Every print shop has the same dirty secret. You can buy the fastest printer on the market, pump out gorgeous output at eye-watering speeds, and then watch it all pile up at the finishing station like cars in a rush-hour traffic jam.
Finishing is where print jobs go to die. Or at least, it’s where they go to blow past their deadlines.
The problem is simple: printing has gotten dramatically faster over the past decade. Finishing — the actual cutting, trimming, routing, and assembly work that turns a printed sheet into a finished product — hasn’t kept pace. And in a business where margins are measured in pennies per square foot, a finishing bottleneck doesn’t just slow you down. It bleeds money.
Start with the basics: what are you actually cutting?
Not all cutting tools are created equal, and the smartest shops match the tool to the material with almost obsessive precision. A dull blade on the wrong substrate doesn’t just produce a rough edge — it means a reprint. And every reprint is a double loss: the wasted material plus the machine time you’ll never get back.
At the simplest level, there’s the roll slitter — unglamorous, often overlooked, but absolutely essential for shops processing rolls of vinyl, banner material, or textiles. A good slitter cuts cleanly and consistently, and the difference between a properly maintained one and one that’s been neglected is immediately visible in the finished product.

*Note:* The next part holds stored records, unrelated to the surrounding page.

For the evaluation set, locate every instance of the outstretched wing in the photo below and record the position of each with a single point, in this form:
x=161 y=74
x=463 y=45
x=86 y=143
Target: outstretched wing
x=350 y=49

Then you move up to cutting plotters — sometimes called vinyl cutters — which handle intricate shapes on self-adhesive vinyl. The key spec here is cutting force. Around 120 grams handles paper and standard vinyl for stickers and lettering. Push it to 600 grams and you can tackle reflective films and tougher materials. The best plotters give you options: through-cutting, kiss-cutting (cutting the graphic layer without touching the backing), and perforating.
If you’re a sticker specialist, there’s a case for a dedicated print-and-cut device with integrated registration. But if volume matters — and it usually does — you’re probably better off with separate printing and cutting systems running at their own optimal speeds.
The CNC table: where versatility meets precision
This is where things get serious. A CNC digital cutting table uses computer-controlled positioning to move the cutting head with sub-millimeter precision, producing intricate patterns that can be repeated identically across hundreds of copies. These machines handle vinyl, textiles, foamcore, and increasingly, specialized substrates for packaging and textile production.
The market has gotten fiercely competitive. Chinese manufacturers like JWEI and iEcho have flooded the market with capable, affordable options — walk through any recent Fespa expo and you’ll see their booths packed with visitors. That competition has pushed the established Western brands — Kongsberg, Zund, Elitron — toward larger, more automated systems with features that justify their premium pricing.
But here’s the thing about cutting tables that spec sheets don’t tell you: quoted cutting speeds are almost meaningless. The actual throughput depends on the material, the complexity of the cut path, and — crucially — the time it takes to load materials onto the bed, locate the reference point, and position the cutting head. Automation on the loading and unloading side often matters more than another 10% on the cutting speed.
When you need a router instead
CNC routers are cutting tables’ heavier, more industrial siblings. If you’re cutting through acrylic, plexiglass, wood, composites, or even non-ferrous metals like aluminum, you need a router. These machines create dimensional signs, handle engraving, and can process materials that would destroy a standard cutting blade.
The sophistication comes in the axes. Three-axis routers handle position and depth. Five-axis routers add tilt and rotation to the cutting head, opening up applications far beyond sign-making — industrial manufacturing, prototyping, even aerospace components for print shops that diversify aggressively.
The robot that loads your sheets
Robotic arms loading and unloading cutting tables used to be the stuff of trade-show demos. Now they’re becoming practical investments. For shops running large-format boards — heavy, awkward, time-consuming to handle manually — a robotic loading system can pay for itself through labor savings and increased throughput.
One operator overseeing multiple automated cells. That’s the vision, and it’s getting closer to reality every year.
Don’t forget the software
All this hardware is useless without the right software. Your cutting system needs to integrate with your workflow — the cutting patterns set up alongside prepress, not as an afterthought. That usually means a software subscription or maintenance contract, and it’s worth budgeting for that from day one.
The bottom line? Your printer might be the star of the show, but your finishing department is what actually ships the product. Treat it accordingly.